Their mothers walked in groups of three or four, some in burqas, others not. Mariam could hear their high pitched chatter, their spiraling laughs. As she walked with her head down, she caught bits of their banter, which seemingly always had to do with sick children or lazy, ungrateful husbands.

As if the meals cook themselves.

Wallah o billah, never a moment’s rest!

And he says to me, I swear it, it’s true, he actually says to me . . .

This endless conversation, the tone plaintive but oddly cheerful, flew around and around in a circle. On it went, down the street, around the corner, in line at the tandoor. Husbands who gambled. Husbands who doted on their mothers and wouldn’t spend a rupiah on them, the wives. Mariam wondered how so many women could suffer the same miserable luck, to have married, all of them, such dreadful men. Or was this a wifely game that she did not know about, a daily ritual, like soaking rice or making dough? Would they expect her soon to join in?

In the tandoor line, Mariam caught sideways glances shot at her, heard whispers. Her hands began to sweat. She imagined they all knew that she’d been born a harami, a source of shame to her father and his family. They all knew that she’d betrayed her mother and disgraced herself.

With a corner of her hijab, she dabbed at the moisture above her upper lip and tried to gather her nerves.

For a few minutes, everything went well.

Then someone tapped her on the shoulder. Mariam turned around and found a light-skinned, plump woman wearing a hijab, like her. She had short, wiry black hair and a good-humored, almost perfectly round face. Her lips were much fuller than Mariam’s, the lower one slightly droopy, as though dragged down by the big, dark mole just below the lip line. She had big greenish eyes that shone at Mariam with an inviting glint.

"You’re Rasheed jan’s new wife, aren’t you?" the woman said, smiling widely. "The one from Herat. You’re so young! Mariam jan, isn’t it? My name is Fariba. I live on your street, five houses to your left, the one with the green door. This is my son Noor."

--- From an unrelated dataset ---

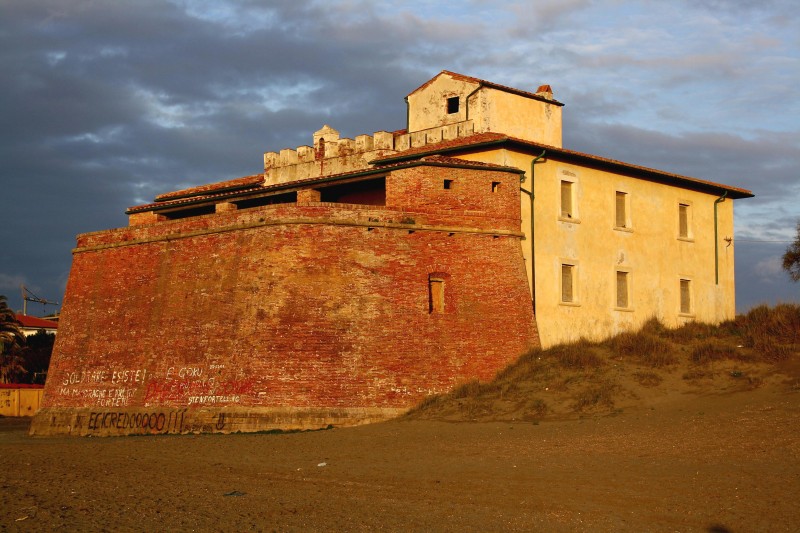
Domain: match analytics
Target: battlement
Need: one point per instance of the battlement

The boy at her side had a smooth, happy face and wiry hair like his mother’s. There was a patch of black hairs on the lobe of his left ear. His eyes had a mischievous, reckless light in them. He raised his hand. "Salaam, Khala jan."

"Noor is ten. I have an older boy too, Ahmad."

"He’s thirteen," Noor said.

"Thirteen going on forty." The woman Fariba laughed. "My husband’s name is Hakim," she said. "He’s a teacher here in Deh-Mazang. You should come by sometime, we’ll have a cup – "

And then suddenly, as if emboldened, the other women pushed past Fariba and swarmed Mariam, forming a circle around her with alarming speed.

"So you’re Rasheed jan’s young bride – "

"How do you like Kabul?"

"I’ve been to Herat. I have a cousin there."

"Do you want a boy or a girl first?"

"The minarets! Oh, what beauty! What a gorgeous city!"

"Boy is better, Mariam jan, they carry the family name – "

"Bah! Boys get married and run off. Girls stay behind and take care of you when you’re old."